The malware will usually be a Remote Access Trojan (RAT) that allows an attacker to gain remote access to a victim’s system.
The International Civil Aviation Organization (ICAO) was a victim of a large scale watering hole attack back in 2016. Attackers compromised two servers at the ICAO as well as accounts of the mail servers, domain admin and system admin.
The attack left not just the ICAO vulnerable but also all its partners worldwide.
Hackers had access to the passwords of more than 2000 ICAO system users and could read, send or delete emails from any user.
It turned out that the attackers had set up a chain of watering holes leading to the string of breaches that happened.
In a tailgating attack, an attacker simply follows an authorised person trying to seek entry to a restricted area. This is often done by following a person who has legitimate access.
A tailgating or piggybacking attack can either be electronic or physical. It is probably one of the simplest forms of social engineering techniques. It is as simple as convincing an authorised person that you’ve forgotten or lost the appropriate identity token.
Tailgating attacks came into attention when a series of weaknesses were exposed in airport security. Officials from the US Federal Aviation Administration (FAA) repeatedly breached security measures at major airports.
In fact, they penetrated secure areas at major US airports more often than they failed. Investigators made 173 attempts to breach airport security between November 1998 and April 1999 and they came out successful in 117 cases - a whooping 68% success rate.
Following airport and airline staff through controlled areas happened to be the easiest route to get through, and it uncovered the state of airport security in the US.
Human instincts of curiosity and fear allow an attacker to exploit and draw victims into a cleverly set bait easily. Thinking twice before allowing someone to manipulate you is a skill we need to spend more time mastering.
This comes in handy, especially in a social engineering perspective.
When it comes to most things, we don’t get the bigger picture until we have first-hand experience. Being a victim of a social engineering attack is no different. We like to think we would never be tricked or scammed.
There are many things we can as an individual keep in mind to reduce the risk of being a victim to social engineering frauds.
In addition, organisations also need to take up the responsibility of educating their employees about the right countermeasures to protect themselves.
Keep the following in mind to stay protected from social engineering attacks:
Avoid giving out personal information to strangers via email, phone or text message and avoid clicking on attachments from unknown senders.
Use different passwords for different accounts. In the event of a compromise, you don’t want to make things easier for an attacker.
Consider using multifactor authentication for your personal accounts and also at the workplace.
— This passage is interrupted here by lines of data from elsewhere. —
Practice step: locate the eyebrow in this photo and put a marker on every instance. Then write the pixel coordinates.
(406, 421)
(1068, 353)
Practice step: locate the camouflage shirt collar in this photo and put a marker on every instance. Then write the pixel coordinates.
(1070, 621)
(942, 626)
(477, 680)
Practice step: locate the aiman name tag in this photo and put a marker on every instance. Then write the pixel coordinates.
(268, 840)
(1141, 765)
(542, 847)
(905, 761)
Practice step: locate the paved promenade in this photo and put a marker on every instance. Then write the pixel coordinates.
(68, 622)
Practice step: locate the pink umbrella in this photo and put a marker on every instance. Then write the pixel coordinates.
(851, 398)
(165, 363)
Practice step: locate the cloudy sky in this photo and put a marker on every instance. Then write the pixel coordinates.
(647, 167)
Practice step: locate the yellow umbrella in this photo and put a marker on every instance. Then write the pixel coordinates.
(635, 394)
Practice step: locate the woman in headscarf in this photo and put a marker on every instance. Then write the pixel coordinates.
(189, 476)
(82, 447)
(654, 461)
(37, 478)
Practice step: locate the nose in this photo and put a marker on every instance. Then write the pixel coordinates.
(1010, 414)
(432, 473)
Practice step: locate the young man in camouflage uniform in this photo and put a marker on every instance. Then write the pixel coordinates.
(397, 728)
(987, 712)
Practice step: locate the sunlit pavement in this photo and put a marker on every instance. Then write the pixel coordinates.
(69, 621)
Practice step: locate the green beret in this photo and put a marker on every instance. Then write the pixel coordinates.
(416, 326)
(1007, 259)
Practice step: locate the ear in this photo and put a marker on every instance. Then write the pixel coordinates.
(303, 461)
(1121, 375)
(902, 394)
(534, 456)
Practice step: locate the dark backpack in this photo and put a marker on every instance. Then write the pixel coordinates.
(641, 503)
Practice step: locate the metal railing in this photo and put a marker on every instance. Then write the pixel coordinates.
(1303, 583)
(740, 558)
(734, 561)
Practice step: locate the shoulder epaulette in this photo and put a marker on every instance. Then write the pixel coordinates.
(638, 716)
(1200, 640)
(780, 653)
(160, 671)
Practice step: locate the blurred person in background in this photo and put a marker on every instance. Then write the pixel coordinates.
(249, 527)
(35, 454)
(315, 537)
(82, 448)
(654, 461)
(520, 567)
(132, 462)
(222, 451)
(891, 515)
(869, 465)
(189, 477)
You’ll be able to protect your account even in the event of a system compromise.
Some offers are too good to be true and remember that nothing good comes for free. Be aware of what’s at stake.
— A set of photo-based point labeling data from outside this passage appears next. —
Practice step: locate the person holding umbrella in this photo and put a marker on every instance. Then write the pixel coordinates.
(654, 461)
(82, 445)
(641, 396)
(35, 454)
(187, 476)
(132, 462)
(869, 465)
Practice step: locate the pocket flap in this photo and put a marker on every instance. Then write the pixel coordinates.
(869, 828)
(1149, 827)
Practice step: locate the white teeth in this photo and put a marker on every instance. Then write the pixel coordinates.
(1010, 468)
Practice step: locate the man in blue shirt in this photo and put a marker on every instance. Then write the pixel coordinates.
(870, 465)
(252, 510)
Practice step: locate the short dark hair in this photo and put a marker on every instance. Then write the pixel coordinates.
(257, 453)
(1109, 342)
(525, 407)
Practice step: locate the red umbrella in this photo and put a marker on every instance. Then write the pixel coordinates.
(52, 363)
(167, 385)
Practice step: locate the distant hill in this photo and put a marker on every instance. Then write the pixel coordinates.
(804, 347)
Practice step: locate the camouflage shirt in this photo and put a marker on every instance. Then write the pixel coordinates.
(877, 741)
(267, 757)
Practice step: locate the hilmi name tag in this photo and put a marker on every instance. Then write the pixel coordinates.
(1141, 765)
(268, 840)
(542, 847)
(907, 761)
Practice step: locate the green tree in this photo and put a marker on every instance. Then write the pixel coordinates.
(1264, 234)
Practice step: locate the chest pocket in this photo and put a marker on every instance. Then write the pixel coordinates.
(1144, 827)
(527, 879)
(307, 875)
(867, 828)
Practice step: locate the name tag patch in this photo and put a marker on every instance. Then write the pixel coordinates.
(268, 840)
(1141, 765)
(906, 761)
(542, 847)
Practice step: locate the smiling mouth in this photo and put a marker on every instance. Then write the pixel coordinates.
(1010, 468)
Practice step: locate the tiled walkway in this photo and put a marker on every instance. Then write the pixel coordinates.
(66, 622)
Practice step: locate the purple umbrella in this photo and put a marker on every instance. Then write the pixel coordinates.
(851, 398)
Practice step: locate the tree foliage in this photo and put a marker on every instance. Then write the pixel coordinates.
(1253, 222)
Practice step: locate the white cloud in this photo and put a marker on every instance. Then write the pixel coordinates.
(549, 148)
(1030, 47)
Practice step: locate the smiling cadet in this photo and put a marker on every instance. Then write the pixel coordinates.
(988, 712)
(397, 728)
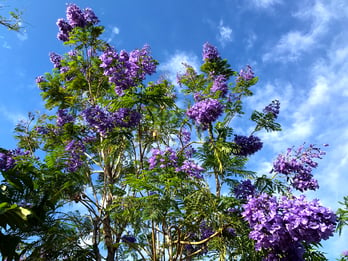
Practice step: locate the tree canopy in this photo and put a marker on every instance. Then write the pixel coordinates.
(121, 170)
If a message or call from an unknown source conveys a sense of urgency to share sensitive information, take things slow and think before you act. The key is to be in control of your actions.
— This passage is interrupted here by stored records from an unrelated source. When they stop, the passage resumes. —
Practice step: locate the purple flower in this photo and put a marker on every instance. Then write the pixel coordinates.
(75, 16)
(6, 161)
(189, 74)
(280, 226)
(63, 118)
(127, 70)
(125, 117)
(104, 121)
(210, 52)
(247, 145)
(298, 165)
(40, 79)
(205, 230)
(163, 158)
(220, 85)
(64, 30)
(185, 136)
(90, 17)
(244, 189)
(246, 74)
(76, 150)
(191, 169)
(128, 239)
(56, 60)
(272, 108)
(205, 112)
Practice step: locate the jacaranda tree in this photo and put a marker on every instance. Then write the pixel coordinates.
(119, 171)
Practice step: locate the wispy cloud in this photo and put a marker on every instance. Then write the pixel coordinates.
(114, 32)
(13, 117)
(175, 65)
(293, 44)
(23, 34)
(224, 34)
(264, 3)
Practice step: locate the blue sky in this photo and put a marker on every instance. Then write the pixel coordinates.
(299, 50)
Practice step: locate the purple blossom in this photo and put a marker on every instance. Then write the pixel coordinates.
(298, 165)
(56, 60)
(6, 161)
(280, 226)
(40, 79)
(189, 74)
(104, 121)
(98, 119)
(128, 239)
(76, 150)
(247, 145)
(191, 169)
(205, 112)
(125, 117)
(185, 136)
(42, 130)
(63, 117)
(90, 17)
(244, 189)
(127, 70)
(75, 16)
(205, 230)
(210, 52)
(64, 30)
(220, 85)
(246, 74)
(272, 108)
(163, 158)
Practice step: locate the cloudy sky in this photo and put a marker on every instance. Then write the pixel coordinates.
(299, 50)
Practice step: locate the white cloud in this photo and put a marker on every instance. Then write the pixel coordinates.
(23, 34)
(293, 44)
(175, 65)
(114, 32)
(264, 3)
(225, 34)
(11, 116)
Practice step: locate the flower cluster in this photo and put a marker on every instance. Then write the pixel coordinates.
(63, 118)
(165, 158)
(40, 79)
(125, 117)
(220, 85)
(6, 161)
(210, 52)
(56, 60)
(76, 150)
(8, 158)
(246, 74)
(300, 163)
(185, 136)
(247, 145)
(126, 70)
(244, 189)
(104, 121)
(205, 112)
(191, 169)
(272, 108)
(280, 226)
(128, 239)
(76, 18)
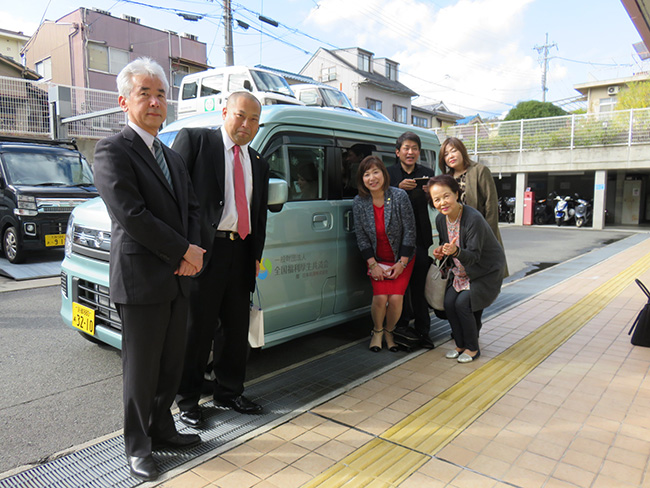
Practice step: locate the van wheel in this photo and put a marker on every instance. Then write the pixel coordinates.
(12, 248)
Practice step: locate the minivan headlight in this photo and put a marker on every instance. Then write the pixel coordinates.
(26, 206)
(69, 236)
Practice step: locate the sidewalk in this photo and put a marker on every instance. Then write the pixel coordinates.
(559, 398)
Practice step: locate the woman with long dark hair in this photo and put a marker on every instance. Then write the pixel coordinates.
(385, 230)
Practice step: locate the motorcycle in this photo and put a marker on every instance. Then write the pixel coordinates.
(583, 212)
(564, 209)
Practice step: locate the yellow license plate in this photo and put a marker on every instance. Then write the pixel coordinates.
(83, 318)
(52, 240)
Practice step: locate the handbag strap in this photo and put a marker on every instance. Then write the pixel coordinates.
(259, 299)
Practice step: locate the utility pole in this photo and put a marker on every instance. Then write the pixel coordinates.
(544, 62)
(228, 48)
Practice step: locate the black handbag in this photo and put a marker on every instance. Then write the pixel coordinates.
(641, 326)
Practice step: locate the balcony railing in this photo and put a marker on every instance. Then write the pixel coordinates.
(619, 128)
Always keep all software up to date. Don’t delay or skip a software update, particularly security patches.
Think twice before sharing certain aspects of your life online. While most social engineering attackers don’t engage the victim deeply, some go to the extent of finding all that’s available online about a specific person.
Use spam filters meticulously for your email client.
Train employees to identify potential social engineering tactics at the workplace and counter them accordingly.
Social engineering attackers are capable of making the best out of perfectly normal situations and manipulate people to divulge critical information.
Being aware of the ways we can be influenced psychologically, and taking necessary precautions can go a long way in helping us stay safe in this digital realm.